IoT Edge should now be configured to expose metrics. Navigate to the IoT Edge device to be used and perform the following steps:
- Select Set Modules to update the configuration
- Enter the registry information in the Container Registry Credentials so that it can authenticate with the Azure Container Registry.
- Optional: Enable metrics of edgeHub (Note: As of release 1.0.10, metrics are automatically exposed by default on http port 9600 of the EdgeHub)
  - Select the Runtime Settings option and for the EdgeHub and Agent, make sure that the stable version is selected with version 1.0.9.4+
  - Adjust the EdgeHub Create Options to include the Exposed Ports directive as shown above.
  - Add the following environment variables to the EdgeHub. (Not needed for version 1.0.10+)
    
    ExperimentalFeatures__Enabled : true
    
    ExperimentalFeaturesEnable__Metrics : true
  - Save the dialog to complete the runtime adjustments.
- Expose port on publisher module:
  - Navigate to the publisher and expose port 9702 to allow the metrics to be scraped, by adding the exposed ports option in the Container Create Options in the Azure portal.
  - Select Update to complete the changes made to the OPC publisher module.
Now add new modules based on the Prometheus and Grafana images created previously.
- Prometheus:
  - Add a new “IoT Edge Module” from the “+ Add” drop down list.
  - Add a module named prometheus with the image uploaded previously to the Azure Container Registry.
  - In the Container Create Options expose and bind the Prometheus port 9090.
    { "Hostname": "prometheus", "ExposedPorts": { "9090/tcp": {} }, "HostConfig": { "PortBindings": { "9090/tcp": [ { "HostPort": 9090 } ] } } }
  - Click Update to complete the changes to the Prometheus module.
  - Select Review and Create and complete the deployment by choosing Create.
- Grafana:
  - Add a new “IoT Edge Module” from the “+ Add” drop down list.
  - Add a module named grafana with the image uploaded previously to the Azure Container Registry.
  - Update the environment variables to control access to the Grafana dashboard.
    - GF_SECURITY_ADMIN_USER - the user name you want to use
    - GF_SECURITY_ADMIN_PASSWORD - a password of your choice
    - GF_SERVER_ROOT_URL - http://localhost:3000
  - In the Container Create Options expose and bind the Grafana port 3000.

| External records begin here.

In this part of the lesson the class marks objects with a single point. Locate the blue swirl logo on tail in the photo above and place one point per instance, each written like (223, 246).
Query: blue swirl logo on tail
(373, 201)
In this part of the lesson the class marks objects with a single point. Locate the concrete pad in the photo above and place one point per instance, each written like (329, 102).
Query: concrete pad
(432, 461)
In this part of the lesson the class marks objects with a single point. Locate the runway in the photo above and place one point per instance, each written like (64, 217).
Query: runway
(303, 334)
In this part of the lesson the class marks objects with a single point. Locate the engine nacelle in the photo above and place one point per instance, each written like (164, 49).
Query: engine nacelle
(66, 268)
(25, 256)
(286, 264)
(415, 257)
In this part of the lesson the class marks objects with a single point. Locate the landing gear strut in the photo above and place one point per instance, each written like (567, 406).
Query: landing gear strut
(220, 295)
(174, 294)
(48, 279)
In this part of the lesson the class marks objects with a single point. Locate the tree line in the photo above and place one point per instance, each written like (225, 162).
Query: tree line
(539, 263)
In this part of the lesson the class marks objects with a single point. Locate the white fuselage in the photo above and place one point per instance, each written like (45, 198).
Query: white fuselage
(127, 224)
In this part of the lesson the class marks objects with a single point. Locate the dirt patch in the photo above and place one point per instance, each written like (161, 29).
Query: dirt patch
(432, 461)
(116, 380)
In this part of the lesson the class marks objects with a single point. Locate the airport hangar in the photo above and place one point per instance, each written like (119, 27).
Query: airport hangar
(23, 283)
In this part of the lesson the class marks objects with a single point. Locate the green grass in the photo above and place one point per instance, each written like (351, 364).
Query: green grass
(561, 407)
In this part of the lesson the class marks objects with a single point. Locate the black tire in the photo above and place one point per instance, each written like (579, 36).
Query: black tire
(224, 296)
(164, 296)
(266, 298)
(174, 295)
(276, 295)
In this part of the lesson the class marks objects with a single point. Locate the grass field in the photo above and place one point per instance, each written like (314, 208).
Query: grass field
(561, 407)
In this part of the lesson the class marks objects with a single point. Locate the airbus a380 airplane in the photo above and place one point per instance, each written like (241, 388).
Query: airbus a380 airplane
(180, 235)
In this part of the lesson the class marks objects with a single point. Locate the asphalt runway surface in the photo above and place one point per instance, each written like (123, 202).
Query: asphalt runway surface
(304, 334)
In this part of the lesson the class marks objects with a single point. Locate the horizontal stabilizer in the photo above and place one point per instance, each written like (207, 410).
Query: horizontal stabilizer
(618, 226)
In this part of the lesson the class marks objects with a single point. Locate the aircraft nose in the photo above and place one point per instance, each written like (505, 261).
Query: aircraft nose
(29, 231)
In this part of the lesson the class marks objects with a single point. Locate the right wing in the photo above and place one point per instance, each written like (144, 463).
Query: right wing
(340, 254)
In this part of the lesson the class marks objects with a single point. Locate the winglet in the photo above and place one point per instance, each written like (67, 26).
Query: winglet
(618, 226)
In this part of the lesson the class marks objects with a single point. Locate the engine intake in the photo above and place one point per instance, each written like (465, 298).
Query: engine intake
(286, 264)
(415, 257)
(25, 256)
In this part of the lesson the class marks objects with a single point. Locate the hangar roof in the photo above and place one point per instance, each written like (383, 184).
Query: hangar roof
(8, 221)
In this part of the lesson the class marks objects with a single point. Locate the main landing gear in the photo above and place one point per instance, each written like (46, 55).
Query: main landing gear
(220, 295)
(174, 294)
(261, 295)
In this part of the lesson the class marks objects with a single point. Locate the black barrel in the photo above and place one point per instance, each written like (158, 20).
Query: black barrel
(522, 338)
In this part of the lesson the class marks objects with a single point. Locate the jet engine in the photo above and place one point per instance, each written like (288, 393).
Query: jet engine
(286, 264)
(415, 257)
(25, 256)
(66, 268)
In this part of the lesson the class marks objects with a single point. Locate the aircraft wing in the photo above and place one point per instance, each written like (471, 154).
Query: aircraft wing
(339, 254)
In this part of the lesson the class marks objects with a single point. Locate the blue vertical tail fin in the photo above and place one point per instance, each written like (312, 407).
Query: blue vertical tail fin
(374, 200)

    { "Hostname": "grafana", "ExposedPorts": { "3000/tcp": {} }, "HostConfig": { "PortBindings": { "3000/tcp": [ { "HostPort": 3000 } ] } } }
  - Click Update to complete the changes to the Grafana module.
  - Select Review and Create and complete the deployment by choosing Create.

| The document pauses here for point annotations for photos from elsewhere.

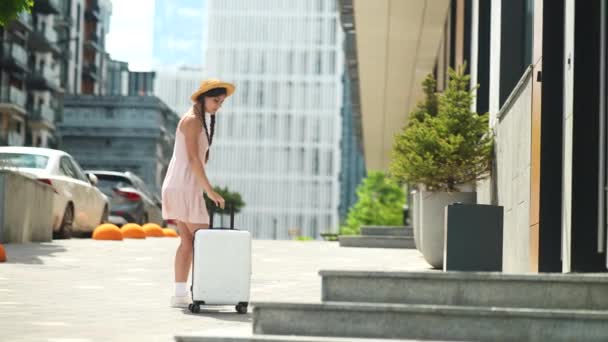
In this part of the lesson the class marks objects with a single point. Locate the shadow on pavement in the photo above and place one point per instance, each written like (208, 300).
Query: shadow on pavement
(222, 314)
(30, 253)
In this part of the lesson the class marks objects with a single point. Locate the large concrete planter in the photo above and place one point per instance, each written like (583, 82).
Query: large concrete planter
(429, 231)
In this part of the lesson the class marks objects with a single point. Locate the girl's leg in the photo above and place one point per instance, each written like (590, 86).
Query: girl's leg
(183, 260)
(183, 256)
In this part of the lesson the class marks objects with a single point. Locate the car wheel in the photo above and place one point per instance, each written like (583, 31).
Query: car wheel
(105, 215)
(65, 231)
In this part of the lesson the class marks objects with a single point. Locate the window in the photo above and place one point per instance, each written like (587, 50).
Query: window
(318, 62)
(315, 162)
(516, 43)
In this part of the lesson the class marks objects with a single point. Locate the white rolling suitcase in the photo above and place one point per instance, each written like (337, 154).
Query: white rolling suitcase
(221, 267)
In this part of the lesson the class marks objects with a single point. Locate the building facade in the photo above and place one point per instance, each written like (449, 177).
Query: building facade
(175, 86)
(94, 60)
(278, 138)
(540, 68)
(120, 133)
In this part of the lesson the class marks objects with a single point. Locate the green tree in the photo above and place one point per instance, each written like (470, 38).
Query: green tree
(380, 203)
(231, 198)
(451, 148)
(9, 9)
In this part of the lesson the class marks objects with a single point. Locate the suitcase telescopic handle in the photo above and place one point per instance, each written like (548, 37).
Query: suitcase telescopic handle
(212, 212)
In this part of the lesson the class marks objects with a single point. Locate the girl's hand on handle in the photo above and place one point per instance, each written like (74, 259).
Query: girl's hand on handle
(216, 198)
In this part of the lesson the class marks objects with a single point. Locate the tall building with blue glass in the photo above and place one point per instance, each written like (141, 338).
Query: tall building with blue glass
(179, 32)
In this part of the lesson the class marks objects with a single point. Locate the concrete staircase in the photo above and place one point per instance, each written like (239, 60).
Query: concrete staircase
(451, 306)
(277, 338)
(380, 237)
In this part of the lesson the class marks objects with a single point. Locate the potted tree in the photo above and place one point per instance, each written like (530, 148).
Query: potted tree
(443, 150)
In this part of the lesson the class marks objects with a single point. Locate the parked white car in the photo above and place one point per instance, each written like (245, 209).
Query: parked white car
(78, 205)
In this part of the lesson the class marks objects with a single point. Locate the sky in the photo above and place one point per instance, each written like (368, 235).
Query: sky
(131, 31)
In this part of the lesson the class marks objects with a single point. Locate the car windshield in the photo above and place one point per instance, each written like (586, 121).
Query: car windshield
(23, 160)
(107, 183)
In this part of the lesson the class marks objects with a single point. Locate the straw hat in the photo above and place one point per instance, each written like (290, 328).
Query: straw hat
(212, 83)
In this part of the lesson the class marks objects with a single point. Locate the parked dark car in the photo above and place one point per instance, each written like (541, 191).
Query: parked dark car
(131, 201)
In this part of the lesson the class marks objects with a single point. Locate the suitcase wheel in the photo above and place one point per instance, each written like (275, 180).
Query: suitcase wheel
(241, 308)
(194, 308)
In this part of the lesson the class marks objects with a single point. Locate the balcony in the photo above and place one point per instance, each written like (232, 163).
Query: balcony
(92, 11)
(12, 100)
(23, 20)
(44, 114)
(13, 57)
(43, 79)
(90, 71)
(43, 39)
(12, 95)
(92, 42)
(47, 6)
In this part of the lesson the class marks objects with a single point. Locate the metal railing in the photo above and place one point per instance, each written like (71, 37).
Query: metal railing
(44, 113)
(13, 95)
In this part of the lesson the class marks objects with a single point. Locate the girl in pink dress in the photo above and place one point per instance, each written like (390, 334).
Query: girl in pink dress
(186, 180)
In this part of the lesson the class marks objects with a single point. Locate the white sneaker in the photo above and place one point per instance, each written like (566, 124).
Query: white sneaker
(180, 301)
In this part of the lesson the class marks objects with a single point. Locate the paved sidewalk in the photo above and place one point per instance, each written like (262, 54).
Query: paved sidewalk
(83, 290)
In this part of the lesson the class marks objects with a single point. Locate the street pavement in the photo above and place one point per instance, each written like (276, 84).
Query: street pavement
(83, 290)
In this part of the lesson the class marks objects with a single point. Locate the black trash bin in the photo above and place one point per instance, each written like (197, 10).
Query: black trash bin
(473, 237)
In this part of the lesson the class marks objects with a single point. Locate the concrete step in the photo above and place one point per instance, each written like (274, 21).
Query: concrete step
(415, 321)
(548, 291)
(377, 241)
(277, 338)
(386, 231)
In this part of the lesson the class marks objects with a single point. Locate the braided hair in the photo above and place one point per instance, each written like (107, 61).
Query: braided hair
(201, 99)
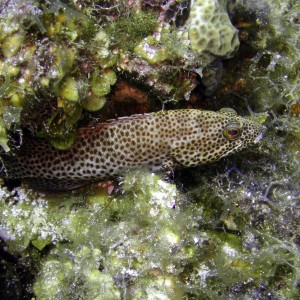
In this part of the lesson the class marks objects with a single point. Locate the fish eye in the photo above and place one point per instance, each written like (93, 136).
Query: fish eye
(232, 132)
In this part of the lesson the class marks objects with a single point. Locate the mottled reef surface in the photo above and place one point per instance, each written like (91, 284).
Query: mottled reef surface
(227, 230)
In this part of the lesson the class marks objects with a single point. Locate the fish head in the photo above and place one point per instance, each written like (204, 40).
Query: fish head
(223, 133)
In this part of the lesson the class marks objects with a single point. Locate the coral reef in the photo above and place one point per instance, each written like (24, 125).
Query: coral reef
(211, 32)
(227, 230)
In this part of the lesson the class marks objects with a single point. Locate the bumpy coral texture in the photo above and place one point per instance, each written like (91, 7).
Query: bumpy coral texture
(211, 32)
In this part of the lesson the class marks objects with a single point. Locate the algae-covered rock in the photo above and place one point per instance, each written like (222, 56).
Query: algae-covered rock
(228, 230)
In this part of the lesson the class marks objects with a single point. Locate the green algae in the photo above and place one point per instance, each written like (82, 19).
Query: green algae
(232, 231)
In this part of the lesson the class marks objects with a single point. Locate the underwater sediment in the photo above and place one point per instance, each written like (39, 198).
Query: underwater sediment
(226, 230)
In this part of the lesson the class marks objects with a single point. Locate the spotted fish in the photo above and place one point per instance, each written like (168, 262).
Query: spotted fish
(161, 140)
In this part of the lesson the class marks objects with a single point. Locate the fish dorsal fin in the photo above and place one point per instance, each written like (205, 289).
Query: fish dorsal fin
(110, 122)
(55, 185)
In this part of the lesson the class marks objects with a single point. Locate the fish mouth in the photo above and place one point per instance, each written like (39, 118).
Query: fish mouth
(261, 135)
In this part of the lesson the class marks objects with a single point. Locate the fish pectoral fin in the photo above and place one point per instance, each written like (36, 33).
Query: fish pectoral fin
(45, 184)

- Verify all the modules are running successfully:

View Prometheus dashboard

Navigate to the Prometheus dashboard through a web browser on the IoT Edge’s host on port 9090.

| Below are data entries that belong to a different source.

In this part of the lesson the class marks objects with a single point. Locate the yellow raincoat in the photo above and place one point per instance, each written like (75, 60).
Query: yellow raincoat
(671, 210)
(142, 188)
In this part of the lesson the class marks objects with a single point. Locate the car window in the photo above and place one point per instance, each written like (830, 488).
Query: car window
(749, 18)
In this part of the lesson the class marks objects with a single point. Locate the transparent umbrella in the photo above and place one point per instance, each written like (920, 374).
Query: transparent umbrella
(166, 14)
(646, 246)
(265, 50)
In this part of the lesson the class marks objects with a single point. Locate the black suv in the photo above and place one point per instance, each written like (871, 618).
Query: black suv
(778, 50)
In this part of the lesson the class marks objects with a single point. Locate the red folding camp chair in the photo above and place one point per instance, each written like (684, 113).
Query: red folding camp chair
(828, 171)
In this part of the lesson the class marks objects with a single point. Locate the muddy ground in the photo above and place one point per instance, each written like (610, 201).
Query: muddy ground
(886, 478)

- http://{edge host IP or name}:9090/graph
- Note: When using a VM, make sure to add an inbound rule for port 9090
Check the target state by navigating to /targets
Metrics can be viewed as shown:

View Grafana dashboard

Navigate to the Grafana dashboard through a web browser against the edge’s host on port 3000.
- http://{edge host IP or name}:3000
- When prompted for a user name and password enter the values entered in the environment variables
- Note: When using a VM, make sure to add an inbound rule for port 3000
Prometheus has already been configured as a data source and can now be directly accessed. Prometheus is scraping EdgeHub and OPC Publisher metrics.
Select the dashboards option to view the available dashboards and select “Publisher” to view the pre-configured dashboard as shown below.
One could easily add/remove more panels to this dashboard as per the needs.